We certainly support and encourage changes to algorithms to provide the public with access to the best search results. We appreciate that open publishing platforms with a wide range of content quality also have a responsibility to moderate their content appropriately. While we understand the need for ordering search results, we also think it is a mistake to broadly impact an entire domain negatively where the content has been contributed by individual people. Bear in mind that a lot of the content on open publishing platforms like HubPages and YouTube is great, and it is exactly what people are searching for on the Web.
We have reached out to Google seeking feedback and guidance about what elements of an open platform are being penalized by Panda. There has been little response to our inquiries, from questions about site architecture posted on the official Google forums, to personal emails sent to Matt Cutts, the head of web spam at Google.

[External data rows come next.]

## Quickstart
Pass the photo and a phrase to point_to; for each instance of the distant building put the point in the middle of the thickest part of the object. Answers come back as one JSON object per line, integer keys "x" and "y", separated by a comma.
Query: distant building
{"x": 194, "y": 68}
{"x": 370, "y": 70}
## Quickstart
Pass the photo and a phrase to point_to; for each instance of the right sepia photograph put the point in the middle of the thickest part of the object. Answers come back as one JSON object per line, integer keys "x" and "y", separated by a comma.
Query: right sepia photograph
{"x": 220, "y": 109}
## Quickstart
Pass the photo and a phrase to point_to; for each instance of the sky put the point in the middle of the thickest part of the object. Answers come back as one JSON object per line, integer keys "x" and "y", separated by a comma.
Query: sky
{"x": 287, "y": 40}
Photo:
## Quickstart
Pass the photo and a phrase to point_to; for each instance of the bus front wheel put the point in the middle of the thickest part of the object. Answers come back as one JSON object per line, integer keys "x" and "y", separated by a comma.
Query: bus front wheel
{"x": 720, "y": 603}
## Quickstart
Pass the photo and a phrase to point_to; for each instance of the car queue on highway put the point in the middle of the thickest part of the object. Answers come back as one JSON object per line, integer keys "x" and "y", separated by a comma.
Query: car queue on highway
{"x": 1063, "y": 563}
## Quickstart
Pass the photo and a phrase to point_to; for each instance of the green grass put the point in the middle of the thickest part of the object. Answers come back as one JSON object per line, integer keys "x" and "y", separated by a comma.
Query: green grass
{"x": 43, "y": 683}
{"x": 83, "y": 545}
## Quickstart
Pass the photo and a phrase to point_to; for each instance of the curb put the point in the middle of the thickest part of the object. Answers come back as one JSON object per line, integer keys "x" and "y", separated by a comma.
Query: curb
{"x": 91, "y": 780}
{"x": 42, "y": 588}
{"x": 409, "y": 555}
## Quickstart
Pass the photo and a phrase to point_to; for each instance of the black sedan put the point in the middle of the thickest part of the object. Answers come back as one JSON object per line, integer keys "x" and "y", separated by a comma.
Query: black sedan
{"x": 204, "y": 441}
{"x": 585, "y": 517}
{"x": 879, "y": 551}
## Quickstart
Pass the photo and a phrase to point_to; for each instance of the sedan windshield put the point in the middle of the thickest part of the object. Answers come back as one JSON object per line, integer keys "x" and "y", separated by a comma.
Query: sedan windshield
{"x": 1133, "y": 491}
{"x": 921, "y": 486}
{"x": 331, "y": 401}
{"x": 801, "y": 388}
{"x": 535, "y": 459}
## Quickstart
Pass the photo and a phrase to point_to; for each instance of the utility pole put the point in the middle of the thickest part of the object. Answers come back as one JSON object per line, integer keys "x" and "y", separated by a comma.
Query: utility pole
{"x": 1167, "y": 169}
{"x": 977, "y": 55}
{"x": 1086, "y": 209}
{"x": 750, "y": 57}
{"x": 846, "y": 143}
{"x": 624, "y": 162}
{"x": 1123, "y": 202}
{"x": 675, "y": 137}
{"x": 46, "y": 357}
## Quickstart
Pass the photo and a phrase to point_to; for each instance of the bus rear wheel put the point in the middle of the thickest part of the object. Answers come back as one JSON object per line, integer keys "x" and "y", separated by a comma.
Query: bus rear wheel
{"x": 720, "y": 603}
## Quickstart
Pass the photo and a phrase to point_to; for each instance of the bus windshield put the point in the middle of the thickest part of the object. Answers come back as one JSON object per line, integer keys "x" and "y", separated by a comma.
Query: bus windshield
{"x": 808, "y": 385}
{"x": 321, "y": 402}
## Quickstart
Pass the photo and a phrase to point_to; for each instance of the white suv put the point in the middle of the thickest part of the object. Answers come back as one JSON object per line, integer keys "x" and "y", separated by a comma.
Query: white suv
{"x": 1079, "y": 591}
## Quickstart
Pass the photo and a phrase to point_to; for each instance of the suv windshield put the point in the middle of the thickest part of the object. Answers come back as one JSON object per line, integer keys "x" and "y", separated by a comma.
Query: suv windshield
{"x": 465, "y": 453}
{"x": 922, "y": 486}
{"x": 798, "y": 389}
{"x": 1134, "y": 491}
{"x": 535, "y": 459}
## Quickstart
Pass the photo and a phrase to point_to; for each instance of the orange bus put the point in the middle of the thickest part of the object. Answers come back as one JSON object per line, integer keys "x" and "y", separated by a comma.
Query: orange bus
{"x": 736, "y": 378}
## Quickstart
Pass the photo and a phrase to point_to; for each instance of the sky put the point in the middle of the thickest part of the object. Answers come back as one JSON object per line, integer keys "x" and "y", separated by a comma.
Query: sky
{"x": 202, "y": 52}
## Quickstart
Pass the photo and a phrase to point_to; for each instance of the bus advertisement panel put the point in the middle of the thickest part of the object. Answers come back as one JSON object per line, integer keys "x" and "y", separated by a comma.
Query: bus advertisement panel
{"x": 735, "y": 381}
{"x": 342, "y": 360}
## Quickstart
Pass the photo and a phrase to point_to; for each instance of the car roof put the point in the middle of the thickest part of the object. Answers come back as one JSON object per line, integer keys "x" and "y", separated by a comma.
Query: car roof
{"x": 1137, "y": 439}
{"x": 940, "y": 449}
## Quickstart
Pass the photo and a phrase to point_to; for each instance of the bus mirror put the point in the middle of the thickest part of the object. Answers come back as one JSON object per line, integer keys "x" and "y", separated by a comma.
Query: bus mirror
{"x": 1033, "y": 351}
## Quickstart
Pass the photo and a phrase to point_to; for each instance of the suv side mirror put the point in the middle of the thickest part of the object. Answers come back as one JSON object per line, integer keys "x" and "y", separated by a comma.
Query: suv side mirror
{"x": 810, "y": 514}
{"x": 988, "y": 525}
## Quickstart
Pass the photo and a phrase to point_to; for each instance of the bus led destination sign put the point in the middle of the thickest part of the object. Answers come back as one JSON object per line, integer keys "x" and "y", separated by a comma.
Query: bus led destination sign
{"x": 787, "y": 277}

He even goes on to play the competition card, at a time when Google has come under plenty of scrutiny for competitive practices (an FTC probe is reported to be in the works), saying, “We are concerned that Google is targeting platforms other than its own and stifling competition by reducing viable platform choices simply by diminishing platforms’ ability to rank pages. Google is not being transparent about their new standards, which prevents platforms like ours from having access to a level playing field with Google’s own services.”
A couple weeks ago, we asked, “Should YouTube have gained visibility from the Panda update?” Beyond Edmondson’s points, further fuel for the question was provided when YouTube released a stat in an unrelated blog post, indicating that 30% of YouTube videos make up 99% of views. Also worth noting is the fact that Demand Media is the biggest supplier of videos to YouTube. DM’s eHow lost 20 of its search referrals as a result of Panda.
It’s also interesting to note Edmondson’s lack of communication from Google, considering a Googler even went so far as to write a guest post on writing better articles for AdSense on the HubPages blog, prior to phase 2 of the Panda rollout.